Armageddon

Chapter 4


SO WHAT WOULD you say is humankind’s greatest creation?

Language? Music? Maybe art?

All excellent choices. But if you ask me, the greatest thing any creature anywhere ever created is a concept called “friendship.”

I guess my four friends are my greatest creation, too. Without your friends, well, what are you?

“You guys,” said Joe, “this funnel cake is awesome.”

“It’s cold,” said Dana.

“And your point is?” Joe took another chomp out of the web of chewy fried dough dusted with powdered sugar and drenched with squiggles of chocolate sauce.

“You’re basically eating knotted flour and lard, Joe,” Emma said. “It’s not very good for your heart.”

Having just examined the insides of the late Number 33’s cardiovascular plumbing up close and personal, I realized Emma, my earth-mother health-nut friend, had a point.

“Well, it may not be good for my heart, but it is excellent for my mouth,” said Joe, who had an iron stomach to rival Attila’s. My friend has been known to order “one of everything” at Pizza Hut. But no matter how much chow he wolfs down on a regular basis, he stays super skinny. Talk about an excellent metabolism.
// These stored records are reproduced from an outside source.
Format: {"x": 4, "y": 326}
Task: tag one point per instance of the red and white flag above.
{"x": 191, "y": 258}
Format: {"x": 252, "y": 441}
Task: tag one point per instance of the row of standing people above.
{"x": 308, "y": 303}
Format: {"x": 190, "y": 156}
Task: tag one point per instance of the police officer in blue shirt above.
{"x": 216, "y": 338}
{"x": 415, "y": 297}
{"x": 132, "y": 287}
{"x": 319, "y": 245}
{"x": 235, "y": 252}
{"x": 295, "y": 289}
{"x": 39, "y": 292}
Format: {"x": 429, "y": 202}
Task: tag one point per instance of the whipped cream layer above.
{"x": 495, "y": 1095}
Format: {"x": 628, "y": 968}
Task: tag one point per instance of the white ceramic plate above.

This was what I needed; nothing renews my creative juices like hanging out and goofing around with my buds. And we weren’t just in the middle of a pig-out session at the local county fair. No, my four best friends and I were in the middle of Six Flags Over Georgia.

After my Thrilla with Attila, I decided to call up Joe, Emma, Willy, and Dana and head south to do a little recon on Marietta, Georgia—one of the smaller towns on Number 2’s Places to Destroy/Humans to Enslave list. Aliens are much easier to smell outside your major metropolitan areas—fewer competing odors.

Okay, I could’ve gone to Ames, Iowa. But the nearest amusement park to Ames is Adventureland, home to lots of incredible waterslides, and after slipping and sliding through Number 33’s wet and wild circulatory system I was more in the mood for roller coasters. Six Flags Over Georgia has eleven of ’em.

Oh, something else you should probably know, in case you haven’t already figured it out: When I say I “called up” my friends, I don’t mean I hit speed dial on my iPhone. I mean my four best friends since forever are 100-percent pure products of my imagination. It’s not like I walk around talking to invisible, make-believe buddies. When Joe, Emma, Willy, and Dana are around, everybody can see them, hear them, and, in Joe’s case, smell them. But not one of my friends would exist if I didn’t imagine him or her first.

I realize my special talent may seem alien to you but, then again, you weren’t born on my home planet, Alpar Nok. For me, the power to create (the most awesome superpower of them all, btw) is just part of my genetic code.

Without this amazing gift, I’d be totally alone in your world.

And alone is never a good place to be when dealing with the likes of Number 2.

“Hey, you guys,” said Willy, coming around the base of the Dare Devil Dive coaster to join us. “I scouted it out. We’re the only ones here! The place is totally ours!”

“Well, duh,” said Dana. “It’s after three AM. The park’s closed.”

“Hmm,” said Joe, licking sugar and chocolate sauce off his fingers, “must be why the funnel cakes are stone cold. Hey, you guys ever eat cold pizza for breakfast?”

“Yeah, right,” said Dana with an eye roll. “Whenever possible, Joe.”

“You should try it, Dana,” said Willy. “When pizza’s cold, the cheese stays locked in place.”

“No sauce drippage, either,” added Joe.

“By the way,” said Willy, jabbing a thumb over his shoulder, “the new coaster looks absolutely amazing.”

“I believe the Dare Devil Dive coaster is the Southeast’s tallest beyond-vertical roller coaster,” said Emma, who had picked up a bunch of brochures and maps when we first entered the amusement park.

“Hey, Daniel,” teased Dana, who, full disclosure, I have a mad crush on. “Part of the park is called ‘Gotham City.’ You wanna head over there and check out this cool coaster called Batman: The Ride?”

“More bats?” I said. “No thanks.”

“Let’s do the Dare Devil Dive!” said Willy. “Get this: you climb ten stories up a vertical lift, then plummet down a ninety-five-degree first drop!”

“Um,” said Dana, “not to barf all over your idea, Willy, but I detect one slight problem.”

“What?”

Dana gestured at the dark rides towering all around us. “Like I said, it’s after three AM.”

“So?” said Willy, who can be as stubborn as he is brave.

“The park is closed, Willy,” said Emma, who was Willy’s little sister and knew him better than anybody. “You can’t ride the rides, because, well, Six Flags very wisely shuts off all its electricity after hours in an attempt to conserve energy.”

I smiled. “Well, you know what they say: it’s a whole ’nother park after dark. Start ’em up!”

And, by the power of sheer imagination, I made every single ride in Six Flags whir back to life!